在不写入磁盘的情况下下载和解压缩 .zip 文件 [英] Downloading and unzipping a .zip file without writing to disk
问题描述
我已经设法让我的第一个 python 脚本工作,它从 URL 下载 .ZIP 文件列表,然后继续提取 ZIP 文件并将它们写入磁盘.
I have managed to get my first python script to work which downloads a list of .ZIP files from a URL and then proceeds to extract the ZIP files and writes them to disk.
我现在不知如何实现下一步.
I am now at a loss to achieve the next step.
我的主要目标是下载并解压缩 zip 文件并通过 TCP 流传递内容(CSV 数据).如果可以的话,我宁愿不将任何 zip 或提取的文件实际写入磁盘.
My primary goal is to download and extract the zip file and pass the contents (CSV data) via a TCP stream. I would prefer not to actually write any of the zip or extracted files to disk if I could get away with it.

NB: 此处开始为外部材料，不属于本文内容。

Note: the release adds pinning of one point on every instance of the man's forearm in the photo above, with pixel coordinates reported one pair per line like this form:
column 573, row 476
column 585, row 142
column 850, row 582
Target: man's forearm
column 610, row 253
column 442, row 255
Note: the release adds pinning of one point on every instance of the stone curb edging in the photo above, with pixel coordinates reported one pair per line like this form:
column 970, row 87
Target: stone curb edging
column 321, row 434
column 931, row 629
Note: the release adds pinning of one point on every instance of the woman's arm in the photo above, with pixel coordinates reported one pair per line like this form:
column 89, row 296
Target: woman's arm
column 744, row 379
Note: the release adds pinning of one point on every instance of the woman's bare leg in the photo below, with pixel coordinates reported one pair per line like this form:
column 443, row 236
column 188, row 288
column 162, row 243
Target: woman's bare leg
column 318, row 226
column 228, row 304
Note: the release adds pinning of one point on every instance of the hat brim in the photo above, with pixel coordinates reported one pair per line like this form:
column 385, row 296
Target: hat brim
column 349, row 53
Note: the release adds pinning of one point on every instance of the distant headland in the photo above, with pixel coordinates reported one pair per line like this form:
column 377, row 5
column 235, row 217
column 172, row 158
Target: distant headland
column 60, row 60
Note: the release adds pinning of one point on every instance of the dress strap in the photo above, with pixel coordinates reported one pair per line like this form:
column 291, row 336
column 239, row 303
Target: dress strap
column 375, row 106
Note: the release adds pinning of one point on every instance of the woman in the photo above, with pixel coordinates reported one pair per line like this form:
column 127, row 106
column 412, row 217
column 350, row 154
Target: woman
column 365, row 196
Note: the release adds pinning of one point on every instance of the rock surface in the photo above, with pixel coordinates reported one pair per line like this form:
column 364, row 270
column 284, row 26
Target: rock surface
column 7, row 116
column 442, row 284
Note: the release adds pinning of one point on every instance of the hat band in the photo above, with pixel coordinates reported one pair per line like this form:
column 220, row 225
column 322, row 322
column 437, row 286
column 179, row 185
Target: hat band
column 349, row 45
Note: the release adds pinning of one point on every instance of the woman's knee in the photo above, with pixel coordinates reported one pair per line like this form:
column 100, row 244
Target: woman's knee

这是我当前的脚本,它可以工作,但不幸的是必须将文件写入磁盘.
Here is my current script which works but unfortunately has to write the files to disk.
import urllib, urllister
import zipfile
import urllib2
import os
import time
import pickle
# check for extraction directories existence
if not os.path.isdir('downloaded'):
os.makedirs('downloaded')
if not os.path.isdir('extracted'):
os.makedirs('extracted')
# open logfile for downloaded data and save to local variable
if os.path.isfile('downloaded.pickle'):
downloadedLog = pickle.load(open('downloaded.pickle'))
else:
downloadedLog = {'key':'value'}
# remove entries older than 5 days (to maintain speed)
# path of zip files
zipFileURL = "http://www.thewebserver.com/that/contains/a/directory/of/zip/files"
# retrieve list of URLs from the webservers
usock = urllib.urlopen(zipFileURL)
parser = urllister.URLLister()
parser.feed(usock.read())
usock.close()
parser.close()
# only parse urls
for url in parser.urls:
if "PUBLIC_P5MIN" in url:
# download the file
downloadURL = zipFileURL + url
outputFilename = "downloaded/" + url
# check if file already exists on disk
if url in downloadedLog or os.path.isfile(outputFilename):
print "Skipping " + downloadURL
continue
print "Downloading ",downloadURL
response = urllib2.urlopen(downloadURL)
zippedData = response.read()
# save data to disk
print "Saving to ",outputFilename
output = open(outputFilename,'wb')
output.write(zippedData)
output.close()
# extract the data
zfobj = zipfile.ZipFile(outputFilename)
for name in zfobj.namelist():
uncompressed = zfobj.read(name)
# save uncompressed data to disk
outputFilename = "extracted/" + name
print "Saving extracted file to ",outputFilename
output = open(outputFilename,'wb')
output.write(uncompressed)
output.close()
# send data via tcp stream
# file successfully downloaded and extracted store into local log and filesystem log
downloadedLog[url] = time.time();
pickle.dump(downloadedLog, open('downloaded.pickle', "wb" ))
推荐答案
我的建议是使用 StringIO
对象.它们模拟文件,但驻留在内存中.所以你可以做这样的事情:
My suggestion would be to use a StringIO
object. They emulate files, but reside in memory. So you could do something like this:
# get_zip_data() gets a zip archive containing 'foo.txt', reading 'hey, foo'
import zipfile
from StringIO import StringIO
zipdata = StringIO()
zipdata.write(get_zip_data())
myzipfile = zipfile.ZipFile(zipdata)
foofile = myzipfile.open('foo.txt')
print foofile.read()
# output: "hey, foo"
或者更简单(向 Vishal 道歉):
Or more simply (apologies to Vishal):
myzipfile = zipfile.ZipFile(StringIO(get_zip_data()))
for name in myzipfile.namelist():
[ ... ]
在 Python 3 中使用 BytesIO 而不是 StringIO:
In Python 3 use BytesIO instead of StringIO:
import zipfile
from io import BytesIO
filebytes = BytesIO(get_zip_data())
myzipfile = zipfile.ZipFile(filebytes)
for name in myzipfile.namelist():
[ ... ]
这篇关于在不写入磁盘的情况下下载和解压缩 .zip 文件的文章就介绍到这了,希望我们推荐的答案对大家有所帮助,也希望大家多多支持IT屋!